No one will hear me scream.
His breath stunk of nicotine. Intermingled with it was a whiff of whisky. "Don't touch the typewriter," he growled, barely moving his lips. He hadn't blinked. "Its former owner wouldn't like it."
"Why?" The question fell out, not because she wanted this conversation to linger but because she was frightened while trying hard not to show it.
He leaned forward, his mouth against her ear. "Don't say you ain't been warned, Honey."
He let go of her wrist, wrenched open the door to his truck, and hopped behind the wheel. The window was down. He shifted the gears. The truck slowly rolled backwards. "Bottle of Jack in the fridge," he said, the cigarette hanging out one side of his mouth. His voice cracked with sinister laughter. "You'll need it."
As defiant as she'd tried to be, a deep foreboding, like a fever, flushed her flesh. Was it the old man's sadistic mannerism? He was playing some pathetic head game on her, perhaps? Why?

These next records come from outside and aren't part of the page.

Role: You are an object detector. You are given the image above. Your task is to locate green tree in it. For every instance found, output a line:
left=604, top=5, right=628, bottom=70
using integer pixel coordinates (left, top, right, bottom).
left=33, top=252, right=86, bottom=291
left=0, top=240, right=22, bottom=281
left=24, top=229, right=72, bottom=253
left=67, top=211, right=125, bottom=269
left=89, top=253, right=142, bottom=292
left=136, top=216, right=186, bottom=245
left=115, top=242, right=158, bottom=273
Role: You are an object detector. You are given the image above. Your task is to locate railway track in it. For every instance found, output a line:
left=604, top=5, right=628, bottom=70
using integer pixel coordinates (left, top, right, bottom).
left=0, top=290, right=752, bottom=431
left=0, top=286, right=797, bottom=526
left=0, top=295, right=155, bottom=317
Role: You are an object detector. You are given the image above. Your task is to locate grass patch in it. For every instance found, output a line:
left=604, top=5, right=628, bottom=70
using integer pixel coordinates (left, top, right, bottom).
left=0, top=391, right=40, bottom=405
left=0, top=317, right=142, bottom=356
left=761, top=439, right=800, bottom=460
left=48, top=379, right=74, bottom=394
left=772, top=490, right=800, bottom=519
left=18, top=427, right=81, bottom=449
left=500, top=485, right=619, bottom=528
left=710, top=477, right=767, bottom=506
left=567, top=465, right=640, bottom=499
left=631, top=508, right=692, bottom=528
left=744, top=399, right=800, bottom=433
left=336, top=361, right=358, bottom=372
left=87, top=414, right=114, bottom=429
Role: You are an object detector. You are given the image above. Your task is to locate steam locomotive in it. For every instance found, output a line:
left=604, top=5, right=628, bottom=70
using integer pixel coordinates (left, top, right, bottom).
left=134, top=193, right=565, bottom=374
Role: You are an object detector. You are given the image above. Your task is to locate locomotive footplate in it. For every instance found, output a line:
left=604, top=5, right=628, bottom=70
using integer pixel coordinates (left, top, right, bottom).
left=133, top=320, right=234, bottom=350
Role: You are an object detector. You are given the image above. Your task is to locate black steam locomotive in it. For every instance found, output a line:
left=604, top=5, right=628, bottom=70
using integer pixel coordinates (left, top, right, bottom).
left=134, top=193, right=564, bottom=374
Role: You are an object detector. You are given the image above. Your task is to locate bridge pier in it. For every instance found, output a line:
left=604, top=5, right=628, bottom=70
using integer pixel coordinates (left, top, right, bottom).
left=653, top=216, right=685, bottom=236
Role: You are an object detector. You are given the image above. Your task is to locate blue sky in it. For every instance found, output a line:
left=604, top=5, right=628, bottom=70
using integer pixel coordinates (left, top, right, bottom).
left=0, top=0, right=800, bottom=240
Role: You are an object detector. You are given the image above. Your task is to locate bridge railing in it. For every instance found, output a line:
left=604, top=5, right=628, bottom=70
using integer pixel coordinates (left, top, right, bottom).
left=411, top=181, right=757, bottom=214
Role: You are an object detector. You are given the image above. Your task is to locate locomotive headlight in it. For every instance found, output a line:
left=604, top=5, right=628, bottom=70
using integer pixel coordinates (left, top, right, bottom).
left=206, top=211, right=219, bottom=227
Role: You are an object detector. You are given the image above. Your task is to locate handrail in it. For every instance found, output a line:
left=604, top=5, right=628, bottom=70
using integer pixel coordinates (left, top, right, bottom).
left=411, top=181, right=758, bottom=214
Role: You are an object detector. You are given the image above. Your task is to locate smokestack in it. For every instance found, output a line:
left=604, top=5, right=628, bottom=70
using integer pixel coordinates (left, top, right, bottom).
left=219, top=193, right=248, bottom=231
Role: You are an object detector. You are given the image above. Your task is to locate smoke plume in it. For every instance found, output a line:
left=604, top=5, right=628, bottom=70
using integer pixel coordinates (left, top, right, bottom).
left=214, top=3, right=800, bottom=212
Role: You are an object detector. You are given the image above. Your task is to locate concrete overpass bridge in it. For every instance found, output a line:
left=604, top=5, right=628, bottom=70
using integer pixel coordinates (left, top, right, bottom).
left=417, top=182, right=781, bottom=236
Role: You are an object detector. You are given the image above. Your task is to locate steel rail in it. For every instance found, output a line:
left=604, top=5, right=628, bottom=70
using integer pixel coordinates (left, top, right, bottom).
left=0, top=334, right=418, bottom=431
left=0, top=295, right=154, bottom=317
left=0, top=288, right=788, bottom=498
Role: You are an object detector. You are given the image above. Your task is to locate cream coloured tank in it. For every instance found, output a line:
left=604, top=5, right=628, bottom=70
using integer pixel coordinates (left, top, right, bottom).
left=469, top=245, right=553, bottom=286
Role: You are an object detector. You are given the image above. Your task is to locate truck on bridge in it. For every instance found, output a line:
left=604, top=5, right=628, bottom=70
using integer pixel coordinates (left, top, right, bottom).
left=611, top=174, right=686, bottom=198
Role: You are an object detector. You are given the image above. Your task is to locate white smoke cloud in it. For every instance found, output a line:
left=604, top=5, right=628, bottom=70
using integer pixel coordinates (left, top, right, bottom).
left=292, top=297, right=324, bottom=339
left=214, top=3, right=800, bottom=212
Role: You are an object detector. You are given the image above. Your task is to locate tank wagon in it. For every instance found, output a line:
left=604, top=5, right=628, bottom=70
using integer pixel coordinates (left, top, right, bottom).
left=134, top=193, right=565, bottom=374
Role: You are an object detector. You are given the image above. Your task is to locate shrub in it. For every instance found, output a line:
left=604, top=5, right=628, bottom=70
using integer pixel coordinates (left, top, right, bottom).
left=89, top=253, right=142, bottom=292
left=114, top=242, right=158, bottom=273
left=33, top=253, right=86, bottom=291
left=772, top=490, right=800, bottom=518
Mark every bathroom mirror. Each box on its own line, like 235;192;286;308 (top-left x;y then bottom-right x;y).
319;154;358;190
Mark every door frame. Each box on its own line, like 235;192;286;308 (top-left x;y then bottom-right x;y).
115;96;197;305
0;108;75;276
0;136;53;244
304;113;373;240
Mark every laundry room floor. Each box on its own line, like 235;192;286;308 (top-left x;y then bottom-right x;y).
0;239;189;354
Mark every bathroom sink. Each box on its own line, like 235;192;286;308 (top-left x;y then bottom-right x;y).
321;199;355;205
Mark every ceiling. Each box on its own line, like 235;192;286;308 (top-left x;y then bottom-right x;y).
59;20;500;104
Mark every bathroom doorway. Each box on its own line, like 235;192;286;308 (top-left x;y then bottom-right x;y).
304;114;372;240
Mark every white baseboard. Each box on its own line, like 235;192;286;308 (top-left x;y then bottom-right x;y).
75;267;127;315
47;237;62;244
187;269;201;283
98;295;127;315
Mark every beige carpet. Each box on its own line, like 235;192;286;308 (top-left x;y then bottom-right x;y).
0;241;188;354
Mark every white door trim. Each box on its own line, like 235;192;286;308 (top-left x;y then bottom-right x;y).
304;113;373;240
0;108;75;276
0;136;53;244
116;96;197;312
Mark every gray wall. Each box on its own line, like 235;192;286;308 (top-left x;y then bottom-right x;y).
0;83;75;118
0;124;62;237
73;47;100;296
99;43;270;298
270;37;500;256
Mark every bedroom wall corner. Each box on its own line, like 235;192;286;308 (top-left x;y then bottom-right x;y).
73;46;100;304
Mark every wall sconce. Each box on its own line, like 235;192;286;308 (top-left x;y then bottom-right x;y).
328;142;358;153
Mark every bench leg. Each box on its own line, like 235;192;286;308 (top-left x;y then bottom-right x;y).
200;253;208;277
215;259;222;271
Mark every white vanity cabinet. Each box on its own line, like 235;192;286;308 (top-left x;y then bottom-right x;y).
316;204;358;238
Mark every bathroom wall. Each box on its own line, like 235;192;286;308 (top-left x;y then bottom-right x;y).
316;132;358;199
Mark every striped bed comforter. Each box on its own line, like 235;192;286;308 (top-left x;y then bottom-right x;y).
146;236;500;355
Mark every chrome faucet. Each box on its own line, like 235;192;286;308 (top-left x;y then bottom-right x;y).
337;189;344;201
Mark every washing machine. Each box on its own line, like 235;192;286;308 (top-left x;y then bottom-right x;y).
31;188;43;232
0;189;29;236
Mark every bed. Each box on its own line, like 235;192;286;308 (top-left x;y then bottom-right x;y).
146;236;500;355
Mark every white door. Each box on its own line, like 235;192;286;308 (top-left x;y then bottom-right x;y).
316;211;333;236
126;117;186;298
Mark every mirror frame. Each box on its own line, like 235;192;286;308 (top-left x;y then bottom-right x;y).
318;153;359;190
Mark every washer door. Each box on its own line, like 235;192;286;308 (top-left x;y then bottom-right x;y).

She was a recovering alcoholic, but he had no way of knowing that. He was a complete stranger.
Strangers. Strangers had been known to force themselves on other strangers. Sometimes they even killed other strangers just for the thrill of it. The old man was getting a sadistic pleasure out of scaring her. She knew his name--the property's owner had told her the caretaker would meet her with the key--and they were both strangers. Lola sighed. Even those we think we know, those we even profess to love, can turn out to be complete strangers.
A long shadow over the freshly mowed lawn coaxed her to hurry inside the cabin. She took her suitcase from the backseat of her compact, leaving the sketchbooks and pencils until last.
The step leading up to the veranda squeaked beneath her foot. A mouse scurried under the pile of wood within reach of the front door. The screen bumped slightly in the growing breeze. And just as she pushed the key into the lock and heavy sigh drifted over the back of her neck.
Mournful. Desolate. Isolated.
She froze for the moment, letting a wash of misery pass through her and sink from her heart to her stomach, weighing her down like a heavy black stone. And then she softened. The melancholy flowed through her, taking nothing of her soul with it as it passed, which gave her the distinct sensation this sadness was not her own.
She was, however, being watched.
Nothing. Nothing except the stabbing thrill of the unknown in her gut.